EUROPEAN SESSION
In the European session, the main highlight is going to be the Eurozone Flash CPI report. Headline CPI Y/Y is expected at 2.0% vs 2.1% prior, while the Core CPI Y/Y is seen at 2.4% vs 2.4% prior. Yesterday, we got some soft figures out of France and especially Germany. The expectations are likely skewed to the downside.
In terms of monetary policy, the data is not going to change anything for the ECB as the central bank remains comfortably on the sidelines. ECB members repeated many times that they won't respond to small or short-term deviations from their 2% target and the next policy move could be in either direction. The market pricing shows a strong consensus for the ECB to remain on hold for the entire year.
AMERICAN SESSION
In the American session, we get a few top tier US economic releases. The US ADP is expected at 47K vs -32K prior. The ADP has been on a weak streak since last June. We haven't seen so many negative monthly figures since 2020. The consensus is still for a "low firing, low hiring" labour market as shown also by the stable jobless claims data, but as Fed's Kashkari pointed out recently, there's also a risk that the unemployment rate could spike.
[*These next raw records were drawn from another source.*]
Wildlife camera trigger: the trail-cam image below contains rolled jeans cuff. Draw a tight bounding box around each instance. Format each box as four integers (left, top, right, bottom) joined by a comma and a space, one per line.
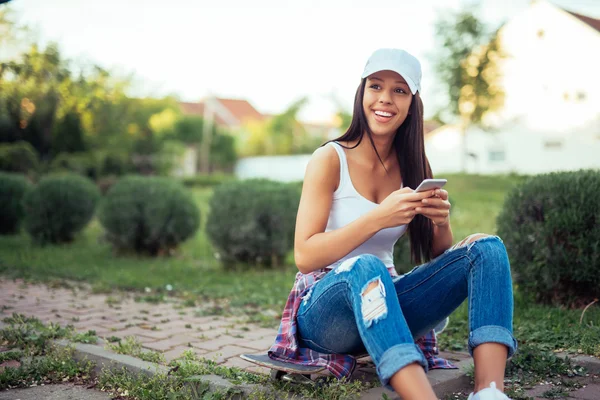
377, 343, 427, 391
469, 325, 517, 358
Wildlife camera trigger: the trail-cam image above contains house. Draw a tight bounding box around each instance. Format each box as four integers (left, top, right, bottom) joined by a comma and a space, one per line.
173, 97, 266, 176
425, 0, 600, 174
179, 97, 266, 133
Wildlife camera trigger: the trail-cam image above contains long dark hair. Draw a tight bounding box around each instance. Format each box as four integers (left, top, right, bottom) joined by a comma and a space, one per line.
330, 78, 433, 263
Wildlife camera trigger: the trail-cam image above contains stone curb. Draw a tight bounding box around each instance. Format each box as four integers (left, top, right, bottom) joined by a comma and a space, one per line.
55, 339, 473, 400
360, 358, 473, 400
0, 321, 482, 400
556, 353, 600, 374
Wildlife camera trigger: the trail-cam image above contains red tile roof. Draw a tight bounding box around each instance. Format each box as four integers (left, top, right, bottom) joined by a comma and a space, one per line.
565, 10, 600, 32
217, 99, 265, 122
179, 98, 265, 128
179, 102, 227, 126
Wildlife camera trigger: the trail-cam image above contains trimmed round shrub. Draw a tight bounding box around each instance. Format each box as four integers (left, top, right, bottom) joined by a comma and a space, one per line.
99, 176, 200, 256
206, 179, 300, 267
23, 174, 100, 244
0, 172, 30, 235
0, 141, 40, 174
497, 170, 600, 306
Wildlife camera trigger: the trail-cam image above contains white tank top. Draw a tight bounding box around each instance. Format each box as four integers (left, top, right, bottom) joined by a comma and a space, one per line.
325, 142, 406, 269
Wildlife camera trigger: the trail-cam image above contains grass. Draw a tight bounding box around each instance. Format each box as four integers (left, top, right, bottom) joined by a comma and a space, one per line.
0, 189, 296, 318
0, 174, 600, 355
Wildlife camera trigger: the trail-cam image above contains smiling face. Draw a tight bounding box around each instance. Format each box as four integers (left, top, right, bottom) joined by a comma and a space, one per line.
363, 71, 413, 136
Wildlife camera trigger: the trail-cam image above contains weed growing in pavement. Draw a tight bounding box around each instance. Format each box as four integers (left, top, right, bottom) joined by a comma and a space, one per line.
106, 336, 166, 364
0, 314, 93, 390
71, 330, 98, 344
0, 313, 73, 356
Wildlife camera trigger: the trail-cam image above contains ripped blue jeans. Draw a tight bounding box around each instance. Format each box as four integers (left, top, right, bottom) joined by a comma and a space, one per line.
297, 236, 517, 387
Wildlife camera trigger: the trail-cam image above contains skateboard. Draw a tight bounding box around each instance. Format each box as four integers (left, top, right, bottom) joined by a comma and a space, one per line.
240, 354, 325, 385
The US ISM Services PMI is expected at 52.3 vs 52.6 prior. The S&P Global US Services PMI showed business activity weakening in December although remaining in expansion. The more worrying part was that input costs and selling prices "increased sharply". The Fed is trying to balance a weaker labour market with above target inflation, and if these two continue to diverge, it's going to be tricky for monetary policy.
The US Job Openings are expected at 7.600M vs 7.670M. The prior report beat expectations by a big margin but the quits rate fell to the lowest level since 2020. Quits typically rise when workers feel confident they can easily find another job. The decline signals a weak labour market under the surface.